Please read the official docs: laravel.com/docs/8.x/session
In theory you should be able to encrypt the email, it's just that you'd have to change the querying (or the form request) to include the encryption of the email before comparison.
In theory. In practice, it doesn't work this way. It works with hashing passwords, but not encryption
Great tutorial.
But what if, lost app key? Is it recoverable?
Nope.
no
Thanks.
Is searchable in controller level, if i type select query in controller is it gonna work ?!
No
not sure about this. issue come when you accidentally regenerate the app key
Hi sir, want to ask about multitenan on traits,
why multitenan not working on User Model ? but another model its work.
can u help me
If you use traits for multi tenancy, maybe your user model doesn't use that trait? But generally, multi tenancy for users is specifically hard case and may need custom solution. Hard to answer in a short comment, without code example
@@LaravelDaily thank for this answer, btw u have discord channel for discussion?
No I don't have that much time available to participate also on Discord.
@@LaravelDaily i think a discord community will help a lot
@@LaravelDaily Ohh thank u
Is it true that the password encryption is done in a different method? And is it passible to change the encryption algorithm or this mutator?
I think they all use bcrypt() by default. But it's configurable in config/app.php from what I remember. Read the docs: laravel.com/docs/8.x/encryption
password encryption is different - there's no encryption of the password, it is its hash.
You can not decrypt password, only bruteforce it.
is there any way to search encrypted field?
No
Great 👍
You are awesome
when generate new app key it doesnt work... laravel should think about it too when generating the new app key we should still be able to fetch the data...without any error ... #The_MAC_is_invalid. exception should be not come...
Pls, make video encrypted email and password login.

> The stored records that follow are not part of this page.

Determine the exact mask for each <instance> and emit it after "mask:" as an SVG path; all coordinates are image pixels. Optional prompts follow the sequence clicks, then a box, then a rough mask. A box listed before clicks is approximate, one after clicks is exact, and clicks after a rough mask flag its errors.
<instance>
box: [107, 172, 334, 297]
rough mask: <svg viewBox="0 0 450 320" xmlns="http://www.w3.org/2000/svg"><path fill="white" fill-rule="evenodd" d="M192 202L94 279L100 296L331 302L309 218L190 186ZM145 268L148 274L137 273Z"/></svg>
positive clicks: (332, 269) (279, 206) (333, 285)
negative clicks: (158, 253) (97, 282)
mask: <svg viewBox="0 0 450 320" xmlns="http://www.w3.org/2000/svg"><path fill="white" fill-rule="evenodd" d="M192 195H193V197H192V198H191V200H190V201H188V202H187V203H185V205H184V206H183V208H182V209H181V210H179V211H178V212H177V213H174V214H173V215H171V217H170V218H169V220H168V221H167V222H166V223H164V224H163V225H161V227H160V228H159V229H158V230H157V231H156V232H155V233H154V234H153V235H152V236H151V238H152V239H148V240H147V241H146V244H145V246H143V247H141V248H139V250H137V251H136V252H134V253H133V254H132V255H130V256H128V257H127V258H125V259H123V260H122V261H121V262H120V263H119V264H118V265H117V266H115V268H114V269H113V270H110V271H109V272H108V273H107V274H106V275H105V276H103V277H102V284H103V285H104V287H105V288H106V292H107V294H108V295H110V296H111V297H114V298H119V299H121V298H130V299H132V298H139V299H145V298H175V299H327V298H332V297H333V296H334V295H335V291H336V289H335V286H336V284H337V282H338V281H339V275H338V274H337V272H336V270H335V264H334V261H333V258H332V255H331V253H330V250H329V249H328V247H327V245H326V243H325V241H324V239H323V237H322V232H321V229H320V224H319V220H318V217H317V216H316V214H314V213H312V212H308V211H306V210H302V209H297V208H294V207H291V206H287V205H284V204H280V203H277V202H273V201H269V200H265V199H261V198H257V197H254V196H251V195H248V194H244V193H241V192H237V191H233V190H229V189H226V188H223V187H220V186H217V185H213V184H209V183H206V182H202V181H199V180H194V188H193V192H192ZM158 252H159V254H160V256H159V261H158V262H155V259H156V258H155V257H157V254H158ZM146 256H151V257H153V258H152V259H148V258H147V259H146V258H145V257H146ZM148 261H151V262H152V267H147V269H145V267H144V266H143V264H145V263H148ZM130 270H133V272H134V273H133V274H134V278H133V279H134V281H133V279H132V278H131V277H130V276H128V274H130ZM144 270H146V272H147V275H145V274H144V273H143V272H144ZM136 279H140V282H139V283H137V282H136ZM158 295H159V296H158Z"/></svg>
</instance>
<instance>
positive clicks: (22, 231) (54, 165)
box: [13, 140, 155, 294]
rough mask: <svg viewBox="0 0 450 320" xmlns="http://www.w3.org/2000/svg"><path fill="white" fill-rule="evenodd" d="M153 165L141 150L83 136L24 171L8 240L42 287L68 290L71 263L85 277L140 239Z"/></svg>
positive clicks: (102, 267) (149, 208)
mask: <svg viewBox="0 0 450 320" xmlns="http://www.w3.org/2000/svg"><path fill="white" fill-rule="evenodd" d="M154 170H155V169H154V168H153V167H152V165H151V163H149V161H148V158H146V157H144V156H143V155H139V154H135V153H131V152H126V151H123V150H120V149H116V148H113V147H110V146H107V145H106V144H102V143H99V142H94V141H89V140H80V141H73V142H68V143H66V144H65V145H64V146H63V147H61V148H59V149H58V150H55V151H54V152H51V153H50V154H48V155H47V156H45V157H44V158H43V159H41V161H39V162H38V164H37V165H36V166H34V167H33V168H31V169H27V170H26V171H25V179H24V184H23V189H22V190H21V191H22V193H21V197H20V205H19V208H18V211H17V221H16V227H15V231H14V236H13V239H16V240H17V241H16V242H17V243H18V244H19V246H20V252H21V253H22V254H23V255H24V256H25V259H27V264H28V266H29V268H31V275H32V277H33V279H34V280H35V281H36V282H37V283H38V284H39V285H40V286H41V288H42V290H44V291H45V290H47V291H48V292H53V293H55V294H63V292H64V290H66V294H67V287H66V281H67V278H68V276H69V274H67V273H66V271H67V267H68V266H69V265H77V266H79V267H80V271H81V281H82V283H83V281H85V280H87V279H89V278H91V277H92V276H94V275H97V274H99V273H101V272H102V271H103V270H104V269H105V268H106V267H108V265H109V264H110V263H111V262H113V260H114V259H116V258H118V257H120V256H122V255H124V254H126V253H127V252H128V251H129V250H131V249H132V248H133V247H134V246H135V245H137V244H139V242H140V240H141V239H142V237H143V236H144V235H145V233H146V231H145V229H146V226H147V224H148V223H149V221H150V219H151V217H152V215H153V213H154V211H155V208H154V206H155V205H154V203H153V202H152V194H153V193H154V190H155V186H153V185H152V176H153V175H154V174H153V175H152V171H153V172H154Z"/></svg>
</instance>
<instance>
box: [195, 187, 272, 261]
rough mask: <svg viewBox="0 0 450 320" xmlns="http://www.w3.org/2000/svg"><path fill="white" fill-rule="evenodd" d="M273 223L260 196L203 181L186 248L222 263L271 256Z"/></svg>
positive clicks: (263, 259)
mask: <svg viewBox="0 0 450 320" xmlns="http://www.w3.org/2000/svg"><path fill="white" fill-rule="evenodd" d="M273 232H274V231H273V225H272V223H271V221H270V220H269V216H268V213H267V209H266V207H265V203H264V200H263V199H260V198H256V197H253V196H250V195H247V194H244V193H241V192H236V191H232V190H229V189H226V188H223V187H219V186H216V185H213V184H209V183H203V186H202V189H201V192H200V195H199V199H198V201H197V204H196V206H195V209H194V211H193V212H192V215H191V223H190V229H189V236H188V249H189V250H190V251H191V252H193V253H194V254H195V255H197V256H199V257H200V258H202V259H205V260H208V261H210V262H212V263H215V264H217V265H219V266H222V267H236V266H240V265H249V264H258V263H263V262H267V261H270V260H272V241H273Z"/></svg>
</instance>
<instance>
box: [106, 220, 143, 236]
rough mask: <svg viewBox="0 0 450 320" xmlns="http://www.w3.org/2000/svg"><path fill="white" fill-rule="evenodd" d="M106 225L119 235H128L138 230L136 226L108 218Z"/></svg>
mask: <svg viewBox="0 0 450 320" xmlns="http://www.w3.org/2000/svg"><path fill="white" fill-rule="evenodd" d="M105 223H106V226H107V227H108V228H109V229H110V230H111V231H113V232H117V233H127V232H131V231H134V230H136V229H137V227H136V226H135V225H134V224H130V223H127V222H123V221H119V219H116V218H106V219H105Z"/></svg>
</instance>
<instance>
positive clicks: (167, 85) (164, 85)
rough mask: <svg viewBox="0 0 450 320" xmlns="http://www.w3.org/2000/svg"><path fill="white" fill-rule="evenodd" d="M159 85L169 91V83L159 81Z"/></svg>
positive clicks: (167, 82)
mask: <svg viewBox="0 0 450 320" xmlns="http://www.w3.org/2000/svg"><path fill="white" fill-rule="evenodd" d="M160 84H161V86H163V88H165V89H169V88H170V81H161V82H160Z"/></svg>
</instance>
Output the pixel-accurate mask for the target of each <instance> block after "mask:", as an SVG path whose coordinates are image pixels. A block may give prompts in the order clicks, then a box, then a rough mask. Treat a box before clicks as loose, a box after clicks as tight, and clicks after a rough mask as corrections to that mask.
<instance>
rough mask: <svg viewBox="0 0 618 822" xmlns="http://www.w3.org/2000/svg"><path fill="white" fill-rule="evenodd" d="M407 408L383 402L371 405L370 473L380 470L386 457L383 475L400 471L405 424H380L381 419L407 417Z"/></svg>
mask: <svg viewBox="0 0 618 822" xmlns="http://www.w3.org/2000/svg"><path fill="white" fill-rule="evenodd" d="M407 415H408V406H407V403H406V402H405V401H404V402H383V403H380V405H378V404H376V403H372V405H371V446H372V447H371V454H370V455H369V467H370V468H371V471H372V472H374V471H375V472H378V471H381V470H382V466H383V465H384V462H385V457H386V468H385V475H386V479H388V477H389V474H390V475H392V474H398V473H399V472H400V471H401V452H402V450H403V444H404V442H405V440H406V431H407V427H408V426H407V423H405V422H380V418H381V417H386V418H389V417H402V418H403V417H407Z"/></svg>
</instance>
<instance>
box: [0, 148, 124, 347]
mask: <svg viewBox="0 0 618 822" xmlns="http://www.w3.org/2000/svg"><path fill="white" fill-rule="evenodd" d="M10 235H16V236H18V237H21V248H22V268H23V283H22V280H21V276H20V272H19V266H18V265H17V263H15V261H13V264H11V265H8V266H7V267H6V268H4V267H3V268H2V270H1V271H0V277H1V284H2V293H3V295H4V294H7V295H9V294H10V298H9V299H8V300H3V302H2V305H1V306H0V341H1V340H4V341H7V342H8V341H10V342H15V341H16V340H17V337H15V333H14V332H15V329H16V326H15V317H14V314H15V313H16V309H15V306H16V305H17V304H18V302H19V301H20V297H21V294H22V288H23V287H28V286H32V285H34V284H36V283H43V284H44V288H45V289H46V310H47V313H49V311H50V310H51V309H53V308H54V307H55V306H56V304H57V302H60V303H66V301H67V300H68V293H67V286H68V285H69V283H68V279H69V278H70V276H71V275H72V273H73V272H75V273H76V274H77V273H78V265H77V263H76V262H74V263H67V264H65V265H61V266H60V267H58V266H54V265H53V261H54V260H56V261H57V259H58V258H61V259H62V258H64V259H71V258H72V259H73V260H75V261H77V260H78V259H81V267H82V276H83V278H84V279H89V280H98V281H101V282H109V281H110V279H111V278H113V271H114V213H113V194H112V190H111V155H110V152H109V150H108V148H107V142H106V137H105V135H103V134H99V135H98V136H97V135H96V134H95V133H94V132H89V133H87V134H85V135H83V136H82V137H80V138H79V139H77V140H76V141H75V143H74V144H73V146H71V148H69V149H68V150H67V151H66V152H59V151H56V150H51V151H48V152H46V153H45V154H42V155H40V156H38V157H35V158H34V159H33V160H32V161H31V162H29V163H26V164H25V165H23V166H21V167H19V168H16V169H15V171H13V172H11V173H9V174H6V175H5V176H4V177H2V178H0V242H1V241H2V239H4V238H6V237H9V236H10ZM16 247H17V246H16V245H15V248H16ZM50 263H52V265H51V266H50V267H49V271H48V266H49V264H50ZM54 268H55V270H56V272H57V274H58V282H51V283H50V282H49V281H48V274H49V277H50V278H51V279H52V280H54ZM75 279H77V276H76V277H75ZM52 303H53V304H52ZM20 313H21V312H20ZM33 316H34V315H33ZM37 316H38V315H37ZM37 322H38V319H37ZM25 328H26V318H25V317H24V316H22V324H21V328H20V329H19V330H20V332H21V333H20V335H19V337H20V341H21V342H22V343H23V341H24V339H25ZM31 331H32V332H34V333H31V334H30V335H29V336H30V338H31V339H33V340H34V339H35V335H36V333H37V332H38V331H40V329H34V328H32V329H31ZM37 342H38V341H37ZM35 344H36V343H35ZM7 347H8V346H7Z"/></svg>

What about searching those fields?
It's not possible
But if hackers got access to server they can decrypt it?
If they get access to all the files, then yes
I think laravel should consider encrypted email in their auth, because for some countries there are some laws that requires personal information to be encrypted i.e email,phone no,username, name, etc. Now i don't know on what level does laravel encrypt the data is it on the php side or the database side? Because on my experience I am able to make an authentication with an encrypted email using mysql aes_encrypt and aes_decrypt function.
You can suggest that idea via official Laravel Github. But I don't think it would be supported, as it's a huge job to change the auth to support this, with also performance issues.
Whatever happened to your teachable courses? Those haven’t been updated in a while.
I've released a new course about GraphQL just yesterday!
The older courses - I'm planning to update them when Laravel 9 comes out in January 2022.